Malgré les contractions budgétaires des entreprises et les contraintes des DSI, l’innovation BI s’avère plus que jamais nécessaire, notamment pour répondre aux nouvelles attentes et besoins des métiers.

Une récente étude du cabinet Gartner a révélé que le marché de la Business Intelligence est passé de 10,51 à 12,24 milliards de dollars en 2011. Une progression de 16,4% en un an. Quelles sont les raisons d’une telle progression ?

La crise économique a agi tel un coup de massue sur le budget des entreprises et des consommateurs, rendant le contexte économique incertain.

Or, aujourd’hui, une entreprise ne peut plus innover sans instruments de mesure concrets, ce qui explique le succès des solutions d’informatique décisionnel. Cette tendance n’est pas prête de s’estomper, car les DSI n’ont d’autres choix que d’innover sans cesse pour s’adapter à la demande et à la concurrence.

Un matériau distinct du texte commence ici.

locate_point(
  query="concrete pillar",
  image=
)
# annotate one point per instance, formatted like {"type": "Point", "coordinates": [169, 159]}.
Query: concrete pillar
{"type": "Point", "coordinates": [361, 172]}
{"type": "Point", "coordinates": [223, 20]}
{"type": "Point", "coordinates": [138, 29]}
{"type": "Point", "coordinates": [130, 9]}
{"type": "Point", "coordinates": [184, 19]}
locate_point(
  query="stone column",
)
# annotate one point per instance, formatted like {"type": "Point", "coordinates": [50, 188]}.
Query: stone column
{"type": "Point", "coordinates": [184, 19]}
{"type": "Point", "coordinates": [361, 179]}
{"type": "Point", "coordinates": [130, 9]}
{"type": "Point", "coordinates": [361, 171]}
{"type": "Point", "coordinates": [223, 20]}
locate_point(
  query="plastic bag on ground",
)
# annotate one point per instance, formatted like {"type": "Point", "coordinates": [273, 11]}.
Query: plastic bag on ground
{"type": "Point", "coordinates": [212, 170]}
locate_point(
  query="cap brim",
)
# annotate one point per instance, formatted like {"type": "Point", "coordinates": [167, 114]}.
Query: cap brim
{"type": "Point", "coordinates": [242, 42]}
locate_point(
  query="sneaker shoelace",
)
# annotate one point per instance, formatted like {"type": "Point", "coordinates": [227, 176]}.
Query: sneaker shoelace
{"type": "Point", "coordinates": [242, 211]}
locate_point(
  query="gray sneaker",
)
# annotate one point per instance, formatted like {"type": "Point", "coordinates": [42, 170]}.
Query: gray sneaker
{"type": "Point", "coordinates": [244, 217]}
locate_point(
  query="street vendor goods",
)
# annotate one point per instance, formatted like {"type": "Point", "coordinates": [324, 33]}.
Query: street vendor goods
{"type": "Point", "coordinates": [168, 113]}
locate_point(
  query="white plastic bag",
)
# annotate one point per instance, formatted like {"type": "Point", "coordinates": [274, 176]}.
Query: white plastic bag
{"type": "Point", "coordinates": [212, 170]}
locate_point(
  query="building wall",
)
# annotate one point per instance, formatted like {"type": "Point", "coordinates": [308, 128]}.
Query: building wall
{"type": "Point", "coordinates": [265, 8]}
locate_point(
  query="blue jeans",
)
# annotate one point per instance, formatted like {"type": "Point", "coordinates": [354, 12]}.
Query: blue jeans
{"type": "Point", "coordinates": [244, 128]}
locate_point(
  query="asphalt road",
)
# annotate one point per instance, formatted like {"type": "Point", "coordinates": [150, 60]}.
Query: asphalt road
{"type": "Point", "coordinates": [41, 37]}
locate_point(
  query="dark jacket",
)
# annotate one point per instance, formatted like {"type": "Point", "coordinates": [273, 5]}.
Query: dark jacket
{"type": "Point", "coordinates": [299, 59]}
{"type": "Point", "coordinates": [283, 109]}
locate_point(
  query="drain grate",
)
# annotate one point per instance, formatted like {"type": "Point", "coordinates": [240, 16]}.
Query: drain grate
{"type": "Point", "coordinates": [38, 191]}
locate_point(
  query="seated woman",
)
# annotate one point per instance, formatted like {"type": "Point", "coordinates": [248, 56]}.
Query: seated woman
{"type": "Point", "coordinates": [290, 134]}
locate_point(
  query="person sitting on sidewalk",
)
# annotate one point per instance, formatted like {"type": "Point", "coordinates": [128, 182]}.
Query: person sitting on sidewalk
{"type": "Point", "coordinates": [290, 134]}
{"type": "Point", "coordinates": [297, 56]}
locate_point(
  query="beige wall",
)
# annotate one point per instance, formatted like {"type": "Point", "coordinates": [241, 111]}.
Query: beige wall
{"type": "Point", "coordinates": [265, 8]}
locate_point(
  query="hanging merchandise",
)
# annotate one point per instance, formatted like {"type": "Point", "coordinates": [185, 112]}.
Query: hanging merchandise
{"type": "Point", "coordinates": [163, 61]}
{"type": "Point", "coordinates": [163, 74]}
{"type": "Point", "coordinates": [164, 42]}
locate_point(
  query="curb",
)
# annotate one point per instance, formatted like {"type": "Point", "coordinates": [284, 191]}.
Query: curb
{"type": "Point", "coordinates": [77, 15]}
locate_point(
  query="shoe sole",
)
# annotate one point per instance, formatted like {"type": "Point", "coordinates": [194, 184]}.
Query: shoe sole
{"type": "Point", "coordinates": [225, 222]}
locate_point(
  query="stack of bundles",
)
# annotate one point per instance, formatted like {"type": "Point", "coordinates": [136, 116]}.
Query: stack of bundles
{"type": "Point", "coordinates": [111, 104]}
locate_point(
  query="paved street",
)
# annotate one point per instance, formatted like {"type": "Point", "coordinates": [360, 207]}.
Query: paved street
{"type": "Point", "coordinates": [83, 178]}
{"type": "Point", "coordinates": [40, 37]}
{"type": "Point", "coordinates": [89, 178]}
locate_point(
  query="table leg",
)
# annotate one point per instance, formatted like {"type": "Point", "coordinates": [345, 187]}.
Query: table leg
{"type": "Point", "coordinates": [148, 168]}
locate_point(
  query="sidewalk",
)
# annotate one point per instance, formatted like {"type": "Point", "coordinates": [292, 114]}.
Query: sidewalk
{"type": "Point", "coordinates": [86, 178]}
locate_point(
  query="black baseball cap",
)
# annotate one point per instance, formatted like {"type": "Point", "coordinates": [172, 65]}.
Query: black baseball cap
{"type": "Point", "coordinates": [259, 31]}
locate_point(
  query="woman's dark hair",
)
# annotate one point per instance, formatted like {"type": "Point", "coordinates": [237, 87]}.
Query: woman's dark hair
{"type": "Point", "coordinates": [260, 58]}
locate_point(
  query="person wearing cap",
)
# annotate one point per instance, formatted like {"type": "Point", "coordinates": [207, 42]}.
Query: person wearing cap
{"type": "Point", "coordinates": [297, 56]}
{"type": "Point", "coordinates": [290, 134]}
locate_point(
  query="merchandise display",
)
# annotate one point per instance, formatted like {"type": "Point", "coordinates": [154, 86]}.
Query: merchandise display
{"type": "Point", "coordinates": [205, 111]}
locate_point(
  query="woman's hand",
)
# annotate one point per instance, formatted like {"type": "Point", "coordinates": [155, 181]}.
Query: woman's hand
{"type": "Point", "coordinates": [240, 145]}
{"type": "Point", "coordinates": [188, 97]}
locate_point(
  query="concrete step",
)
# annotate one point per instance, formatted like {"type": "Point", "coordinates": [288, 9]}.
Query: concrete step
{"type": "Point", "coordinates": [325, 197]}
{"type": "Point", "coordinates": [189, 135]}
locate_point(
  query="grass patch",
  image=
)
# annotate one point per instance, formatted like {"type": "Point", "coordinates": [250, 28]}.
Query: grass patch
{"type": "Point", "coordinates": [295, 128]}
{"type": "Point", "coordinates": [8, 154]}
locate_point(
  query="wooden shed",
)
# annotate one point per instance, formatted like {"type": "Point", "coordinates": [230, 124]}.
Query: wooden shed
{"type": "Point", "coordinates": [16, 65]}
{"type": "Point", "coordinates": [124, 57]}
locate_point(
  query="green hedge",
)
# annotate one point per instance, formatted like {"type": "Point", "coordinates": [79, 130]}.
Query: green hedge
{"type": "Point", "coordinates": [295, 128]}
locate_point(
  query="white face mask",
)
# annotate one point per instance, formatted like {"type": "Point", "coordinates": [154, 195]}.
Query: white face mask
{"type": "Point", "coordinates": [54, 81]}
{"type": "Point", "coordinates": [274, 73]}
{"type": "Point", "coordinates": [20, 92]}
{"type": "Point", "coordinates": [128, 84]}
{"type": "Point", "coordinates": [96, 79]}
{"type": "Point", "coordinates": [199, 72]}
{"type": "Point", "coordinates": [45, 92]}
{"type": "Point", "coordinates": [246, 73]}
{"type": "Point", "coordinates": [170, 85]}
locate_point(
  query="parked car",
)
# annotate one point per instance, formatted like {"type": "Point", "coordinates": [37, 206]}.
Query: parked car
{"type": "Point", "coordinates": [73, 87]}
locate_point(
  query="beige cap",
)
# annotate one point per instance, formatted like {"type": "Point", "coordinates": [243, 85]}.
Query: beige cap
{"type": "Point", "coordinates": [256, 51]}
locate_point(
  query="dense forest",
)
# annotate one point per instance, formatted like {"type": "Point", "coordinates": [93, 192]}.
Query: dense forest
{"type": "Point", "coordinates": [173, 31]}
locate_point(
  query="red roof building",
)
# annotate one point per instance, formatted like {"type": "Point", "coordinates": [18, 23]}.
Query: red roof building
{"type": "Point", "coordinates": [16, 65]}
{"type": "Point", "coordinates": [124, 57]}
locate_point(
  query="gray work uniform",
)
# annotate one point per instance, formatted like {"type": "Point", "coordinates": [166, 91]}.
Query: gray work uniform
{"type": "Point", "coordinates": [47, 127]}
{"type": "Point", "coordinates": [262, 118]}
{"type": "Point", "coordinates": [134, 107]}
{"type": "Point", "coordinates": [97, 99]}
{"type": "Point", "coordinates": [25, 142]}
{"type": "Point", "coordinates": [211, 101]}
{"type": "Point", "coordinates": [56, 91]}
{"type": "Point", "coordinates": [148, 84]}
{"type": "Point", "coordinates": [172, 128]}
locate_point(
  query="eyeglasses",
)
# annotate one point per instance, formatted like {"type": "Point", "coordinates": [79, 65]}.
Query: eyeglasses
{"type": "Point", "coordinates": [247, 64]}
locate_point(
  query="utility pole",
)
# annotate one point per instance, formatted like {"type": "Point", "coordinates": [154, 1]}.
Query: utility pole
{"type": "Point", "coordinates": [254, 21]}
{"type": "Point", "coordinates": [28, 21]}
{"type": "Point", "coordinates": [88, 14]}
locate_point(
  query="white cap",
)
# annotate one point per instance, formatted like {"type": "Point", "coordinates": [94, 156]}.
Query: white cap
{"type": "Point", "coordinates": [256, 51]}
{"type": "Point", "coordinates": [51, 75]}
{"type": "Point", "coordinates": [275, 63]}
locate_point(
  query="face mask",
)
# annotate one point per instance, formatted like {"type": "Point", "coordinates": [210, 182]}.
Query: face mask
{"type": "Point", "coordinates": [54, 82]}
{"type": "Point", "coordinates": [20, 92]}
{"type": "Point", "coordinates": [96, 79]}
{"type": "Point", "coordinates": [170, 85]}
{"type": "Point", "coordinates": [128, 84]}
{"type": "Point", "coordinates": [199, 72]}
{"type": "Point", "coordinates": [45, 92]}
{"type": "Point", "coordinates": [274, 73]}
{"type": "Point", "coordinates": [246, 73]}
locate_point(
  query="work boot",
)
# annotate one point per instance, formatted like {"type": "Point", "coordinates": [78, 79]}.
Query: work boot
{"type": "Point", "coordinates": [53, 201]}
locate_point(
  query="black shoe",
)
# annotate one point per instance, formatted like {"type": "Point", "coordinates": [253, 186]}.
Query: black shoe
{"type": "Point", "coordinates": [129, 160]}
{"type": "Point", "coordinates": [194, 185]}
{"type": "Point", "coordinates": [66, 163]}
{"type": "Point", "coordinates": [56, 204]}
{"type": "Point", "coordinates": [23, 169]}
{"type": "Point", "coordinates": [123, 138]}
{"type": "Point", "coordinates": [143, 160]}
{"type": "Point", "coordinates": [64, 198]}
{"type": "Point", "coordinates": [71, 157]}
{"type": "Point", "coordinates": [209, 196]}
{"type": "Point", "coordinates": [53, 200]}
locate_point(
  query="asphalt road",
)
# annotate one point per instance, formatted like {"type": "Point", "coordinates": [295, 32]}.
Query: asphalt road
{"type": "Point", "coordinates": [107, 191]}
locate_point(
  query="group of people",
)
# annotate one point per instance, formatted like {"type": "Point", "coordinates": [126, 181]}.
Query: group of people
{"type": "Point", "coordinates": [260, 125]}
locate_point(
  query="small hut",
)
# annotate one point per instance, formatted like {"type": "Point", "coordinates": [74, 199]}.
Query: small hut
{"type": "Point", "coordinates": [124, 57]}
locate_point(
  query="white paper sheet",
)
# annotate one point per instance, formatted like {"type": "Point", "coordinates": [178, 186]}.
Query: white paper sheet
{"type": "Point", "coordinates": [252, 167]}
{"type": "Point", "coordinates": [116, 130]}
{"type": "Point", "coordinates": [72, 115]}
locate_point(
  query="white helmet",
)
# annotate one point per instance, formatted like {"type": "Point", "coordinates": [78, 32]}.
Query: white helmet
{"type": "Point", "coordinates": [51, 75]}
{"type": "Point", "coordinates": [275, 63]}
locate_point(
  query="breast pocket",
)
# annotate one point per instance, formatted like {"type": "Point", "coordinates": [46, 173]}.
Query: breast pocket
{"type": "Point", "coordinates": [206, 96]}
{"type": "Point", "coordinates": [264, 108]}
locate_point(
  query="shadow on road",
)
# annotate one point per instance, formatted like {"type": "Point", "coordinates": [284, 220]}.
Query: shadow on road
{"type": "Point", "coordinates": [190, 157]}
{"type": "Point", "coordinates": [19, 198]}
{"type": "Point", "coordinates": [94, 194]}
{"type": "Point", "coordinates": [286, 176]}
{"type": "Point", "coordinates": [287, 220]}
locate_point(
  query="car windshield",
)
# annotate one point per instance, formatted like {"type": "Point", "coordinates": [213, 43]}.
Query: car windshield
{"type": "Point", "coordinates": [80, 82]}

Quels sont les facteurs qui contribuent à une hausse de la demande ? Face à la crise et la multiplication des canaux d’expressions (internet, réseaux sociaux et blogs), fidéliser ses clients nécessite une collecte d’informations globale et adapté, relate Céline Molina sur decideo.fr.

Il était urgent pour les entreprises de s’adapter.  » Les DSI continuent de dépenser et d’affecter de l’argent dans des projets BI, même avec un environnement budgétaire contraint […] avec notamment des initiatives en provenance directe des métiers [qui accompagnent] la percée des outils de découverte de données proposées à la carte », remarque Dan Sommer du cabinet d’étude Gartner, cité par le Journal du Net

Cependant, cette innovation doit prendre en compte les attentes des utilisateurs de l’entreprise car innover ne consiste pas seulement à créer de nouveaux outils d’analyse mais doit aussi simplifier leur utilisation. Un outil de BI qui n’est pas adapté aux méthodes de travail du personnel, ou qui laisse des « blancs », accroît le risque de développement d’une BI parallèle, selon Eric Gavoty, VP Sales & Marketing chez Digdash dans une tribune libre sur décideo.fr.

Changement d’usages et risques décisionnels

L’apparition d’une nouvelle génération de devices mobiles comme les smartphones et les tablettes a décuplé le flux d’informations et augmenté les risques liés aux données.

De plus l’usage de ces technologies par les métiers est parfois en inadéquation avec les paramètres de travail voulus par les DSI, qui ont l’impression que l’information échappe à leur contrôle.

Données et informations risquent d’être collectées selon une structure inadéquate et peuvent court-circuiter la décision en amont. Des outils simples comme Word, Powerpoint ou Excel risquent d’être utilisés à tort ou à travers et des informations confidentielles peuvent à terme se retrouver à circuler via des canaux inadaptés, expose encore Eric Gavoty.

Le défi majeur des DSI se retrouve finalement être de veiller au développement de solutions d’informatique décisionnel, qui permettront au contraire d’harmoniser la protection des données avec la mobilité, en réponses aux usages métiers.